Fed Program Preempts Virginia Death Benefits Statute
Virginia Code §20-111.1(A) and (D) revokes a beneficiary designation in any contract naming a former spouse as the beneficiary of death benefit proceeds. If the revocation is preempted by federal law, the statute stipulates that the former spouse is personally liable to the person who would have received the death benefit. This law was intended to prevent divorced individuals from inadvertently granting a windfall to an ex-spouse.
The Federal Employees’ Group Life Insurance Act (FEGLIA) establishes the government’s life insurance program for federal employees. Employees can designate a beneficiary to receive life insurance proceeds upon his or her death.
In Hillman v. Maretta, the decedent, a Virginia resident, named his spouse as beneficiary of his FEGLI policy. They subsequently divorced and he later remarried, but he failed to remove his ex-spouse as beneficiary of the policy. Upon his death, the life insurance proceeds were paid to the former spouse, and the widow sued the decedent’s ex-wife under the Virginia statute.

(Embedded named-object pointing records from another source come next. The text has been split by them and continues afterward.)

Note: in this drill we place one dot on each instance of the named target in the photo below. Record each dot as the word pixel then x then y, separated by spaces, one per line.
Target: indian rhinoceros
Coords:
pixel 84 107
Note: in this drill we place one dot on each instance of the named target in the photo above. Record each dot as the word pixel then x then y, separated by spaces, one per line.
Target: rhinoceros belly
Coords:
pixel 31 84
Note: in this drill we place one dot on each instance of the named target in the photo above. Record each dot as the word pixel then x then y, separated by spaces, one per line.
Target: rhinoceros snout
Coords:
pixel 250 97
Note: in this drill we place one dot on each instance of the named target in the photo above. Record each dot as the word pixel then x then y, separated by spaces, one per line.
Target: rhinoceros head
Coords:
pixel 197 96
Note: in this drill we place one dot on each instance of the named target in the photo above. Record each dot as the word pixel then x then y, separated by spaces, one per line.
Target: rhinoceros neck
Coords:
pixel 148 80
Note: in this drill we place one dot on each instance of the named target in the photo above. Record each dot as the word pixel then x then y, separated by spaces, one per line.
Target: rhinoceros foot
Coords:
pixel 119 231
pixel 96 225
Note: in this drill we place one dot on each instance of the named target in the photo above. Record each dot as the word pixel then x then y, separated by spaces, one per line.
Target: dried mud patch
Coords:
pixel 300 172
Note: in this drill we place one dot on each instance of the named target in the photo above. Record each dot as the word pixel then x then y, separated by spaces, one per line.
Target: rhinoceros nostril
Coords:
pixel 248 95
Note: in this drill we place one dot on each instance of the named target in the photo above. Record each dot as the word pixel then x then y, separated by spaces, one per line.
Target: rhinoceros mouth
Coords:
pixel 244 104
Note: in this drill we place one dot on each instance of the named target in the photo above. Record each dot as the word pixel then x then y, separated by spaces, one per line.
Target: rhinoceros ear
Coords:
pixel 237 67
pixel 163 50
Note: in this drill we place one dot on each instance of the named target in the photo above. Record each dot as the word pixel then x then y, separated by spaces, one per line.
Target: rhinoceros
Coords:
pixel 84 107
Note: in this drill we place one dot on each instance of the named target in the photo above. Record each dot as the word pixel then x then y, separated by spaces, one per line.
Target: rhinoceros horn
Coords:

The Supreme Court ruled on June 3 of this year that FEGLIA preempts the Virginia statute. As a result, the ex-spouse was entitled to the life insurance proceeds and the widow could not hold her personally liable under Virginia law. Considering the large number of Virginia residents who are federal employees, those individuals are reminded to update their FEGLI beneficiary designations upon divorce.